Archive for January, 2012

Squanamagonic; Land of Clay Hills.

January 22, 2012

Gonic New Hampshire got it’s name, like countless other New England towns, by mangling the original inhabitants name for the place.  There are many indigenous place names referring to pottery across the Americas.  Gonic, known to the local Pennacook Indians as “land of the clay hills,” is particularly interesting because European colonists and their progeny continued the namesake tradition.

19th century pottery making in Gonic was synonymous with the Osborne family.  They were a branch of the Quaker clan from Danvers, MA whose pottery dynasty reached back into the previous century.  In those days, trades like pottery tended to stay within certain families.  Some historians today believe this was due to the particularly long apprenticeship required to become a master.  It made a certain sense as a natural extension of family ties to incorporate relations as they came of age (to get a Master of Fine Arts Degree today takes only two years and parental co-signing of $50,000 in loans).  But another argument (probably from those with teen aged sons) considers the benefits of consigning a strapping young boy to a relative’s household so they can feed him for his teen years…

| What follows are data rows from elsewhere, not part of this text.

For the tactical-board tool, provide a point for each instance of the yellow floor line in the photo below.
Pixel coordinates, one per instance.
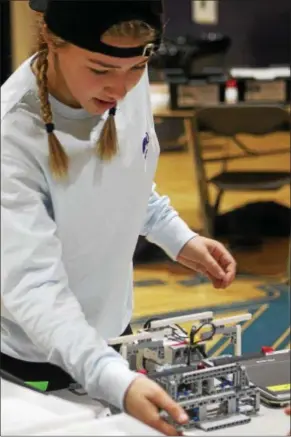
(256, 315)
(281, 338)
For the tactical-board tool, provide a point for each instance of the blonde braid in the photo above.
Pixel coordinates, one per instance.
(58, 159)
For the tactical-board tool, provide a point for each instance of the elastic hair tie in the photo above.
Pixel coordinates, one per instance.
(112, 111)
(50, 127)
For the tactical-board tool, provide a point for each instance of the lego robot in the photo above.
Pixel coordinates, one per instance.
(214, 396)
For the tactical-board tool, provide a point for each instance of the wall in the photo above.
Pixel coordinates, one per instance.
(260, 30)
(22, 31)
(6, 58)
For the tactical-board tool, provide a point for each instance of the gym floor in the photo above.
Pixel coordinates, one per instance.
(166, 288)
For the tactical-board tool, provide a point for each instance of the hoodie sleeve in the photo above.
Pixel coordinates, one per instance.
(35, 290)
(164, 227)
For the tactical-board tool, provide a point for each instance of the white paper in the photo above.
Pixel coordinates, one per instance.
(205, 11)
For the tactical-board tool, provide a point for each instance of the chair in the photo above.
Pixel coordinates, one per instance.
(229, 121)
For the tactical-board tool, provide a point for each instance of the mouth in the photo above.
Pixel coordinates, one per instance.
(108, 103)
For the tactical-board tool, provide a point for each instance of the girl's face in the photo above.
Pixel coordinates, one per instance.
(96, 81)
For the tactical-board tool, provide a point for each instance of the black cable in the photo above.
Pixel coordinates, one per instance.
(193, 344)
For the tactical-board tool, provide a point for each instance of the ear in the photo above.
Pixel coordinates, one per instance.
(47, 38)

We can’t know what the Gonic Osbornes’ ulterior motives towards their teenagers were.  But we do know that their mottled green glaze rivaled that of the Tauton, MA potteries who went through positively scandalous amounts of copper.  And apparently the Gonic Osborne’s did a good trade in shaving mugs, or at least many of these have survived.

At some point, brick making must also have been part of the Osborne resume.  Their rectangular corbel arched kilns were akin to brick makers’ scove kilns.  The Osborne’s even used the so called “brick maker’s method” of clay preparation designed to wash out soluble salts before production.  Hillsides were scraped to expose clay seams.  They were plowed and harrowed before a rain, then sun dried.  The clay lumps were broken up and carted off to the pottery.

Labor intensive?  Perhaps.  But that’s what teen aged apprentices were for.

Readings

The Art of the Potter.  Diana and J. Garrison Stradling.  Main Street-Universe Books/New York.  1977.

Early New England Potters and Their Wares.  Lura Woodside Watkins.  Harvard Univ Press/Cambridge MA.  1968.

Slipped and Glazed: Regional American Redware.  Brian Cullity.  Heritage Plantation of Sandwich/Sandwich MA.  1991.

About the Pig’s Blood Comment

January 8, 2012

Pottery history is not drenched in blood, despite some blood related comments in this journal – most recently how some rural potters used animal blood to give their glazes a darker tint…

That bit probably should be explained.

Charles Mehwaldt was a third generation potter born in Bruessow Germany in 1808.  After his apprenticeship Mehwaldt worked as a journeyman potter first in Russia and eventually in Lebanon (that an early 19th century German potter would do his journeyman work in the Middle East is interesting enough).  Ultimately he returned to a Germany in the throes of revolution

In 1851 Mehwaldt heard that a colony of Bruessow Germans had formed seven years earlier in Bergholtz, New York.  He and his family emigrated but they almost didn’t make it.  Their ship sank off Long Island.  A tub attached to a cable pulled them ashore.  A barge along the Erie Canal pulled them the rest of the way to Bergholtz.

Mehwaldt cared less for the fabled American clays than those of the old country.  Still, he managed to produced a wide range of utilitarian redware.  At Christmas he made little toy dinner sets and toy whistles.  His daughter recalled years later how “We children helped grind the lead for the glaze [They used a grinding stone basin, a “quern,” which was spun by a long wooden pole.] …My brother and I would count to 100 then rest.”  She also mentioned how Charles used pigs blood to tint his glazes from time to time.

Whitewares pushed the boundaries of pottery making into the thick of the Industrial Revolution.  But darker colored pottery defined the pragmatism of borderland communities like Bergholtz.  It didn’t show dirt.  Remoteness combined with pragmatism has always led potters to find their oxides where they could be found.  Considering the life cycles of farm living, pig’s blood isn’t that big of a leap.

Readings:

The Art of the Potter.  Diana and J. Garrison Stradling.  Main Street-Universe Books/New York.  1977.

The Rise of the Staffordshire Potteries. John Thomas.  Augustus Kelly Publishers/New York.  1971.